Bugtraq mailing list archives

DNS PTR surveying


From: "D. J. Bernstein" <djb () CR YP TO>
Date: Sun, 1 Oct 2000 08:28:33 -0000

This is a brief note on some DNS surveying tools. You can use them to
rapidly measure the size of the Internet, to support higher-level
surveys of various daemons, or to kill typical DNS caches.

The tools are random-ip, which prints a random set of IP addresses, and
dnsfilter, which does PTR lookups in parallel. They're part of the
djbdns package, available from http://cr.yp.to/djbdns.html. Typical use:

   random-ip 10000 | dnsfilter > RESULTS

dnsfilter does 10 PTR lookups in parallel. Use dnsfilter -c 100 to do
100 PTR lookups in parallel for higher speed; make sure that you don't
have a small fd resource limit. You can also speed things up by removing
the (misconfigured) 6.*, 8.*, 34.*, and 55.* networks from the list.

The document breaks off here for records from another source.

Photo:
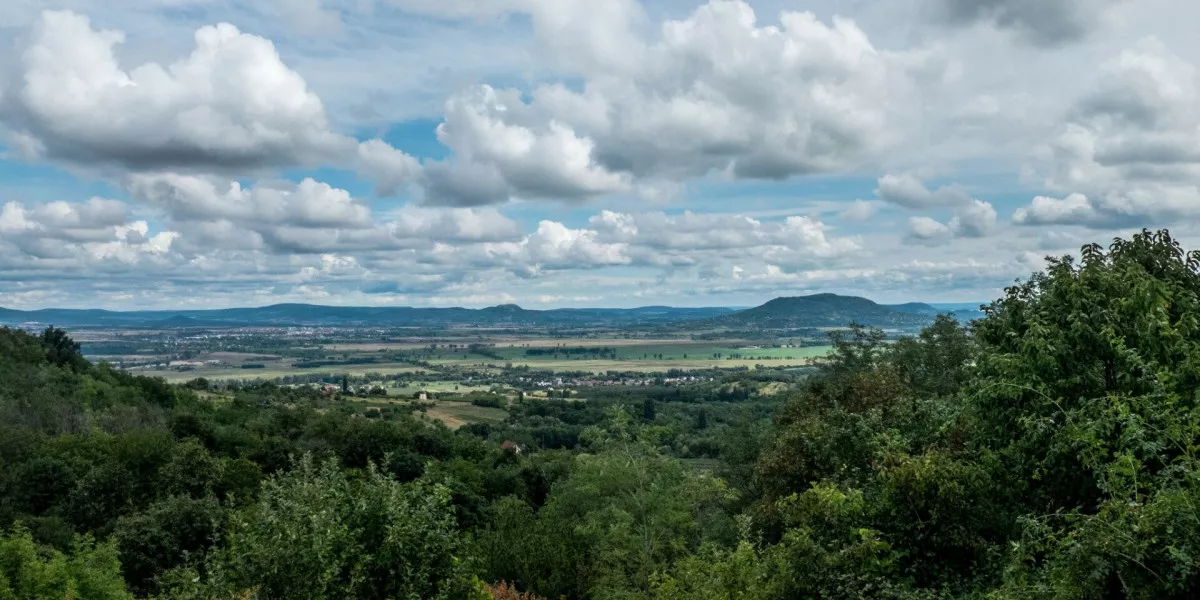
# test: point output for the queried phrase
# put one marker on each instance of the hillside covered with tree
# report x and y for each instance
(1048, 450)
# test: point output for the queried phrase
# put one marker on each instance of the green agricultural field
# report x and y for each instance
(275, 371)
(649, 358)
(456, 414)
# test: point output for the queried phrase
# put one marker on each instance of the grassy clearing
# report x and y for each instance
(456, 414)
(276, 371)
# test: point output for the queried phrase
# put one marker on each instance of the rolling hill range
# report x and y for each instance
(300, 315)
(814, 311)
(826, 311)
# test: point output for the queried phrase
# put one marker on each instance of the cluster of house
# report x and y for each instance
(592, 382)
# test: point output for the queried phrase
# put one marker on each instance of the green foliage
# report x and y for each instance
(319, 533)
(1045, 451)
(88, 571)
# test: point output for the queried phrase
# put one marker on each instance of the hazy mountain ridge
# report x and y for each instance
(827, 311)
(298, 315)
(811, 311)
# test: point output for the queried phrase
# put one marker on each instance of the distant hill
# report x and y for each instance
(813, 311)
(301, 315)
(916, 309)
(827, 311)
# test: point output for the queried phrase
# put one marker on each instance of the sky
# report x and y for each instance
(195, 154)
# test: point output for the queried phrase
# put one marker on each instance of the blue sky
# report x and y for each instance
(571, 153)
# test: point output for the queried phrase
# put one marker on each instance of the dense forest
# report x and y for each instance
(1048, 450)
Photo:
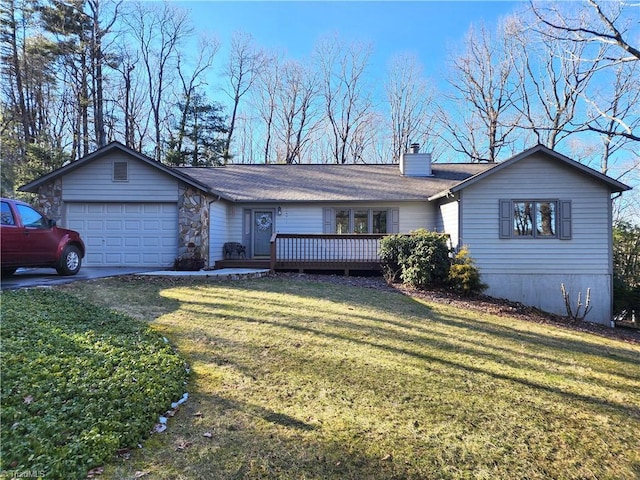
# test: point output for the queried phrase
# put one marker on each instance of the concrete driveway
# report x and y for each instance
(43, 277)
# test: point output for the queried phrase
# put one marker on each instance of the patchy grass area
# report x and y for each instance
(79, 382)
(314, 380)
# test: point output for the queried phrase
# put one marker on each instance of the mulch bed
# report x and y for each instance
(481, 303)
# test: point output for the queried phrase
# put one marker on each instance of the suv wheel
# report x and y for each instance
(70, 261)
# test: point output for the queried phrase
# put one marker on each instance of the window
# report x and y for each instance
(361, 220)
(7, 215)
(31, 218)
(535, 219)
(120, 172)
(342, 222)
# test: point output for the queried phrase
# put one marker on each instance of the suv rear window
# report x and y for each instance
(31, 218)
(6, 216)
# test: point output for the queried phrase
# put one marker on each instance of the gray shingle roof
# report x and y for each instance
(328, 182)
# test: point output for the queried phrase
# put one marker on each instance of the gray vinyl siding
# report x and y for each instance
(531, 270)
(94, 182)
(308, 217)
(448, 220)
(219, 229)
(587, 252)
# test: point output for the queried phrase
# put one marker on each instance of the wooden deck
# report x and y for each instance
(311, 252)
(316, 252)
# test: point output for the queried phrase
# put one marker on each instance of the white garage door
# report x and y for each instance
(126, 234)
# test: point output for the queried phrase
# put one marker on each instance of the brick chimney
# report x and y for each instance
(415, 164)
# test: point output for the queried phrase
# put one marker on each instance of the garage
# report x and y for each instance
(126, 234)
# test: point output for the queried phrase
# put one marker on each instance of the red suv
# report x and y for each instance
(29, 239)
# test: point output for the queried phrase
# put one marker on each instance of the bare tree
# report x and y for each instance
(193, 79)
(619, 100)
(159, 33)
(14, 22)
(265, 101)
(99, 30)
(610, 26)
(552, 78)
(481, 79)
(410, 102)
(295, 113)
(347, 99)
(605, 27)
(246, 62)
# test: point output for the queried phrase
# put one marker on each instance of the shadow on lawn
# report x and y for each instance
(258, 441)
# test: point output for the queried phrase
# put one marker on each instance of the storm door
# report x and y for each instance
(262, 231)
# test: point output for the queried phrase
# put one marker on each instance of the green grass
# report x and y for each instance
(304, 380)
(79, 382)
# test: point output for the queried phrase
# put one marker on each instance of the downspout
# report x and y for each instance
(610, 253)
(211, 202)
(460, 223)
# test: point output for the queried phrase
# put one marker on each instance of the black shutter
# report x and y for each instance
(506, 225)
(565, 220)
(328, 224)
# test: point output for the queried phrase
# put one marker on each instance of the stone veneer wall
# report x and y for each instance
(193, 222)
(50, 200)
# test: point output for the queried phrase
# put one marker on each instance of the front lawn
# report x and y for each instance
(79, 382)
(310, 380)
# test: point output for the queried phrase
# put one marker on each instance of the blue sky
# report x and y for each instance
(427, 28)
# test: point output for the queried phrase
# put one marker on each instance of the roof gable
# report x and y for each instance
(613, 184)
(102, 152)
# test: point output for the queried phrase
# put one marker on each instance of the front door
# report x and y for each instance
(262, 231)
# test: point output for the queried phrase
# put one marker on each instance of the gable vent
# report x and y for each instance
(120, 171)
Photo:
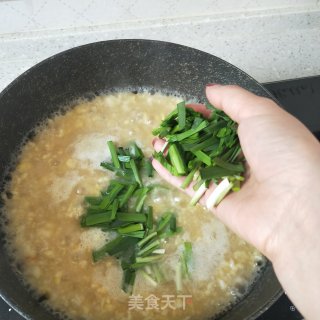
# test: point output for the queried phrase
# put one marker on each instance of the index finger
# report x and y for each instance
(239, 103)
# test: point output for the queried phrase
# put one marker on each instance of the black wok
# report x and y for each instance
(104, 67)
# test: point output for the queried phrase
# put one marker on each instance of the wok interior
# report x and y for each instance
(100, 68)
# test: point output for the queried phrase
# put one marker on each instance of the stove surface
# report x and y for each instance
(300, 97)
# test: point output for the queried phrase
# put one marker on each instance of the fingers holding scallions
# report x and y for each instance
(200, 144)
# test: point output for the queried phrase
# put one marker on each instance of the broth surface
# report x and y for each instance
(58, 168)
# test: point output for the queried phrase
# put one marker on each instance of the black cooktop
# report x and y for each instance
(300, 97)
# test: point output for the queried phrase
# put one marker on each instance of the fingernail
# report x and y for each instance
(213, 85)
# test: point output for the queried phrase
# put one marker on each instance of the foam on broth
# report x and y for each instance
(58, 168)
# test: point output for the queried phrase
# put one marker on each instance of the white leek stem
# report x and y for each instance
(219, 193)
(199, 193)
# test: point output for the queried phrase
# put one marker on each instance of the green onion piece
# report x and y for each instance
(131, 217)
(202, 157)
(135, 171)
(199, 193)
(135, 152)
(219, 193)
(129, 277)
(151, 246)
(186, 259)
(176, 159)
(142, 242)
(135, 234)
(114, 156)
(229, 166)
(178, 277)
(131, 228)
(93, 200)
(215, 172)
(149, 278)
(114, 247)
(181, 114)
(98, 218)
(156, 271)
(149, 217)
(141, 198)
(164, 221)
(149, 259)
(189, 178)
(127, 195)
(114, 209)
(106, 201)
(173, 223)
(149, 168)
(159, 156)
(123, 158)
(188, 133)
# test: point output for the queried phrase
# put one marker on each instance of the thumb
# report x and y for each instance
(239, 103)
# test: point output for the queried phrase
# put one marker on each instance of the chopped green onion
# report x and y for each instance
(181, 114)
(199, 193)
(131, 228)
(147, 239)
(113, 152)
(135, 171)
(131, 217)
(150, 247)
(106, 201)
(98, 218)
(202, 157)
(219, 193)
(177, 159)
(127, 195)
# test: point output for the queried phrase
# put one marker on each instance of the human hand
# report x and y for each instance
(277, 208)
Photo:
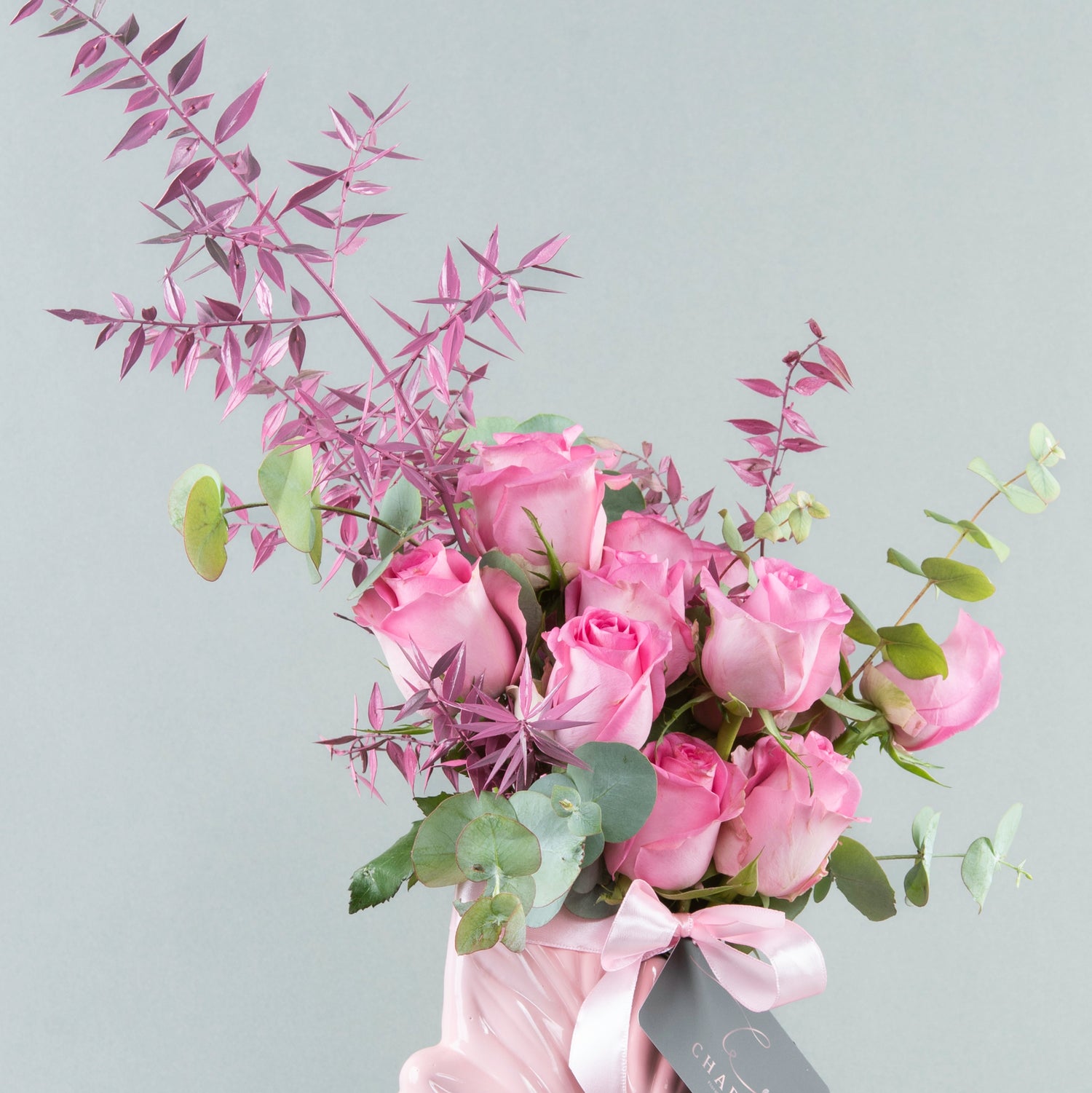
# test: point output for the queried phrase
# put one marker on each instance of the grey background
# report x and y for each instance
(176, 848)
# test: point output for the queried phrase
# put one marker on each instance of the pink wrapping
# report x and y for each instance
(508, 1021)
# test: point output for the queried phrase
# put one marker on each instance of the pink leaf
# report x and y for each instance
(300, 303)
(516, 299)
(834, 363)
(750, 470)
(240, 111)
(174, 300)
(132, 351)
(28, 9)
(767, 387)
(808, 385)
(162, 346)
(181, 154)
(298, 346)
(346, 131)
(752, 425)
(268, 261)
(141, 131)
(186, 71)
(189, 179)
(100, 76)
(161, 45)
(797, 422)
(237, 269)
(141, 98)
(195, 105)
(823, 373)
(543, 253)
(453, 342)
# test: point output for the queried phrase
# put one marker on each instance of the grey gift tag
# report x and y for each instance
(712, 1042)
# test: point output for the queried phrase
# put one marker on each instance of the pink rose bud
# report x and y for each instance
(927, 711)
(778, 648)
(614, 666)
(634, 585)
(695, 792)
(435, 599)
(656, 538)
(789, 829)
(555, 479)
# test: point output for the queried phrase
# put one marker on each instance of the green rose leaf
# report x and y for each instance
(621, 781)
(383, 877)
(1043, 482)
(859, 628)
(958, 580)
(181, 489)
(911, 650)
(980, 864)
(205, 529)
(528, 600)
(490, 920)
(861, 880)
(434, 848)
(896, 558)
(617, 503)
(1007, 830)
(400, 508)
(562, 851)
(285, 479)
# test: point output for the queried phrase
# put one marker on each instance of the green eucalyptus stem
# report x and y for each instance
(727, 733)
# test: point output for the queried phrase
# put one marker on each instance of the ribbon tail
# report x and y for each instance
(598, 1055)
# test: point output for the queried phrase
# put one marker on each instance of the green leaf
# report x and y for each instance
(896, 558)
(978, 870)
(181, 489)
(383, 877)
(978, 466)
(1044, 447)
(1024, 500)
(617, 503)
(859, 628)
(911, 650)
(861, 880)
(434, 850)
(1007, 830)
(528, 600)
(729, 532)
(205, 529)
(1043, 482)
(401, 508)
(562, 851)
(621, 781)
(285, 479)
(958, 580)
(847, 709)
(490, 920)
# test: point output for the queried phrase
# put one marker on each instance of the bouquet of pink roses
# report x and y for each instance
(601, 711)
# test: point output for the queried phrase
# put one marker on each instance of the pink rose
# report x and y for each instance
(617, 663)
(926, 711)
(778, 648)
(638, 587)
(434, 598)
(787, 828)
(553, 478)
(695, 792)
(657, 538)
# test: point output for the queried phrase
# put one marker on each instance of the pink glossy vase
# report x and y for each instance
(508, 1021)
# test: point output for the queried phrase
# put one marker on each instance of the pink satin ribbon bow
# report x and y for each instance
(643, 928)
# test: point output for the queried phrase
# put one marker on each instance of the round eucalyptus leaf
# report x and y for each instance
(205, 529)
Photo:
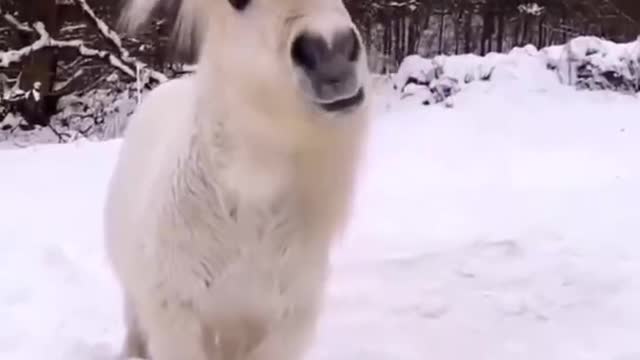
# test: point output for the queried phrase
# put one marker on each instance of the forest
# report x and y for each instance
(62, 47)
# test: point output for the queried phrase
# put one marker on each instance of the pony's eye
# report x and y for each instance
(239, 4)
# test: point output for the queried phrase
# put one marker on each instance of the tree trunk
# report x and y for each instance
(500, 38)
(41, 65)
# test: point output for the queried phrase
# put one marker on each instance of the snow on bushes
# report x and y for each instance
(592, 63)
(587, 63)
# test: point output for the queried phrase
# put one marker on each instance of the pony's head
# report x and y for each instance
(275, 50)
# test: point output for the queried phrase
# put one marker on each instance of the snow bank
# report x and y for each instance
(505, 228)
(584, 62)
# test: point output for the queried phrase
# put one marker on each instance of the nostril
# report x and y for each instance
(308, 50)
(346, 44)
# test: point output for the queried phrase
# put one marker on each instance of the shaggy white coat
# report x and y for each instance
(229, 189)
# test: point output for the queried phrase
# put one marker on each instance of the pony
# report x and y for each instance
(232, 184)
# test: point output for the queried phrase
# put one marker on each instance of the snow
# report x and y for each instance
(585, 62)
(502, 228)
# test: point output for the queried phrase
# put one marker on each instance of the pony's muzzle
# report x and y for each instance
(331, 68)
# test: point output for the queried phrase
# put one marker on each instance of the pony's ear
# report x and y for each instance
(186, 18)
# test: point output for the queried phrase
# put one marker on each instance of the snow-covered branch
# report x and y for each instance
(20, 26)
(115, 40)
(46, 41)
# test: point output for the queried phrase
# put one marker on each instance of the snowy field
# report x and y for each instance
(503, 228)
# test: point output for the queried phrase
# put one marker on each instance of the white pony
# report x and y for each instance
(232, 184)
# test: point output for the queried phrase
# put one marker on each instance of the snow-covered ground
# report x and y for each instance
(503, 228)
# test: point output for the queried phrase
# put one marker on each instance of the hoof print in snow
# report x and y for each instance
(434, 309)
(512, 306)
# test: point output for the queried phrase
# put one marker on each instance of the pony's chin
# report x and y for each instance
(342, 104)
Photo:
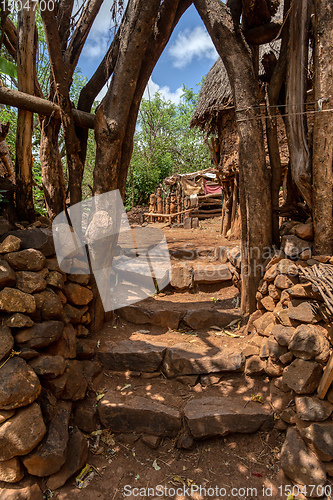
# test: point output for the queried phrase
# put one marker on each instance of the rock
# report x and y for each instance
(66, 345)
(152, 442)
(72, 384)
(274, 292)
(56, 279)
(30, 282)
(304, 291)
(254, 366)
(302, 376)
(49, 304)
(85, 416)
(287, 267)
(283, 334)
(19, 385)
(283, 282)
(304, 231)
(304, 311)
(275, 350)
(127, 413)
(209, 416)
(72, 314)
(185, 440)
(81, 279)
(48, 366)
(5, 415)
(12, 300)
(306, 254)
(287, 358)
(77, 295)
(140, 316)
(250, 350)
(21, 433)
(85, 348)
(19, 491)
(76, 458)
(7, 275)
(132, 355)
(268, 303)
(273, 369)
(187, 359)
(313, 408)
(210, 274)
(181, 277)
(26, 260)
(299, 463)
(40, 334)
(321, 437)
(271, 273)
(262, 323)
(308, 342)
(282, 315)
(205, 318)
(37, 238)
(6, 341)
(50, 455)
(10, 244)
(5, 225)
(19, 320)
(11, 471)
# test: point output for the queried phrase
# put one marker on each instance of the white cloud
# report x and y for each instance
(190, 45)
(165, 91)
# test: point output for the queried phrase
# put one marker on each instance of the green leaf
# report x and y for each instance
(7, 68)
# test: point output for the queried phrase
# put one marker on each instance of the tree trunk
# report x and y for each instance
(52, 170)
(255, 197)
(296, 97)
(25, 78)
(323, 130)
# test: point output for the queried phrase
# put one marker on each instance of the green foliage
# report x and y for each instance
(164, 144)
(7, 68)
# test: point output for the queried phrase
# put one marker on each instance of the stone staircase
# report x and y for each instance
(182, 384)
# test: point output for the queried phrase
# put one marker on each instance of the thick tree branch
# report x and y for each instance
(81, 32)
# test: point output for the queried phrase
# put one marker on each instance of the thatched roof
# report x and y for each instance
(214, 97)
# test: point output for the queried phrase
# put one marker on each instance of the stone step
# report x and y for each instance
(146, 355)
(170, 315)
(203, 417)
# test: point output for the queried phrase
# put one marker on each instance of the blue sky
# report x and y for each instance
(188, 56)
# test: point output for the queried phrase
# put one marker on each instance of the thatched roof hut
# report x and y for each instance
(215, 98)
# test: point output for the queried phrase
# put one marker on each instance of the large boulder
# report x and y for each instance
(10, 244)
(19, 385)
(302, 376)
(21, 433)
(77, 295)
(30, 282)
(13, 300)
(11, 471)
(37, 238)
(309, 342)
(124, 413)
(40, 334)
(50, 455)
(26, 260)
(7, 275)
(76, 458)
(300, 464)
(6, 341)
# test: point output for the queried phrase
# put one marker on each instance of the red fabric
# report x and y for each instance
(212, 189)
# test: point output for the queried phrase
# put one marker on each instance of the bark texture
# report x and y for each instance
(25, 78)
(323, 130)
(255, 199)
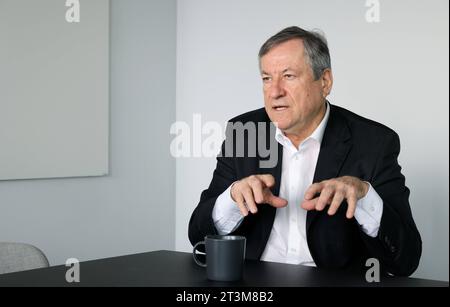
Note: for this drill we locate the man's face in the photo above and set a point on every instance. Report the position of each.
(291, 96)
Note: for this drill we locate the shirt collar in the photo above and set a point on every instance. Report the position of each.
(316, 135)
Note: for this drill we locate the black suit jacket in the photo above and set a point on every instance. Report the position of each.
(351, 145)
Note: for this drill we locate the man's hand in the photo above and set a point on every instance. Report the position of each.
(333, 192)
(253, 190)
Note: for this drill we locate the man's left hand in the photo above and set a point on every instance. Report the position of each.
(333, 192)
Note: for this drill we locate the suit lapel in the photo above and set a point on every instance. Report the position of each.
(267, 213)
(336, 144)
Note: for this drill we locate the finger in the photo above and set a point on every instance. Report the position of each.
(241, 205)
(313, 190)
(310, 204)
(258, 191)
(268, 180)
(336, 202)
(351, 201)
(324, 198)
(249, 200)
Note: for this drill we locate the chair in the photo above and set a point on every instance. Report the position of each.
(16, 257)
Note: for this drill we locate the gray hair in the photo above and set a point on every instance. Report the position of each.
(315, 44)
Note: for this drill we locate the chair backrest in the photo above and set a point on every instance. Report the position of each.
(16, 257)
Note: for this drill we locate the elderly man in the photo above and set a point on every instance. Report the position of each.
(336, 197)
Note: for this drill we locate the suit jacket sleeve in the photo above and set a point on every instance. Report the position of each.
(398, 245)
(201, 222)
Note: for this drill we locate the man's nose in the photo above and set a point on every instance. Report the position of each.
(276, 90)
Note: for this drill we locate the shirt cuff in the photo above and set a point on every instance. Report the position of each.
(368, 212)
(226, 214)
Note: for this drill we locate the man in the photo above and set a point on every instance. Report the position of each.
(335, 198)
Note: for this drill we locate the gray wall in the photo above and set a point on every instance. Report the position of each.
(395, 72)
(125, 212)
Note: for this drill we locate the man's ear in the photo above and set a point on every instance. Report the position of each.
(327, 82)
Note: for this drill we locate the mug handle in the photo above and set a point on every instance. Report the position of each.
(195, 255)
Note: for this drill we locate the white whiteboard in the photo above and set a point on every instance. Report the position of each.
(54, 89)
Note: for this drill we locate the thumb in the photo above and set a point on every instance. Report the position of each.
(268, 180)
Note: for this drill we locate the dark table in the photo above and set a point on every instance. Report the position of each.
(176, 269)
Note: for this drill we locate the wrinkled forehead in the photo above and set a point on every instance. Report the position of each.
(285, 56)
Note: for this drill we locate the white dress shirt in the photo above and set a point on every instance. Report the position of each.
(287, 242)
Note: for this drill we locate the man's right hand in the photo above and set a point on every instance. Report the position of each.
(254, 190)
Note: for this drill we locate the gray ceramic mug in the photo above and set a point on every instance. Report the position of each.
(224, 257)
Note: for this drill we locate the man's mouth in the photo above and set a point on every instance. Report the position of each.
(280, 108)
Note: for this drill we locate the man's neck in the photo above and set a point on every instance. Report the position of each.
(298, 137)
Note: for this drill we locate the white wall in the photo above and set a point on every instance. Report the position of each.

I tried 10000 addresses a few minutes ago. The output included 282
addresses with PTR records such as 172.165.0.88=aca50058.ipt.aol.com,
8983 addresses without PTR records, and 735 temporary failures such as
8.138.51.161:timed-out. A subsequent double-check of the temporary
failures found no new PTR records.

Evidently the Internet has roughly 120 million IP addresses with PTR
records. It's not difficult to build a complete list, like the $2500.00
CD that ISC sells to spammers, but a small random sample is enough for
legitimate surveys.

dnsfilter uses the DNS cache listed in /etc/resolv.conf. You can set the
$DNSCACHEIP environment variable to tell it to use another DNS cache.
There are a huge number of DNS caches on the Internet that you can use,
because ISC ships BIND with promiscuous defaults.

A big, fast survey will kill a BIND cache, because BIND dies when it
runs out of memory. BIND 9 won't die, but it will stop caching new data,
so performance goes down the toilet. Unless you're trying to take down
somebody's DNS service, you should use the dnscache program included in
the djbdns package; dnscache smoothly discards old data.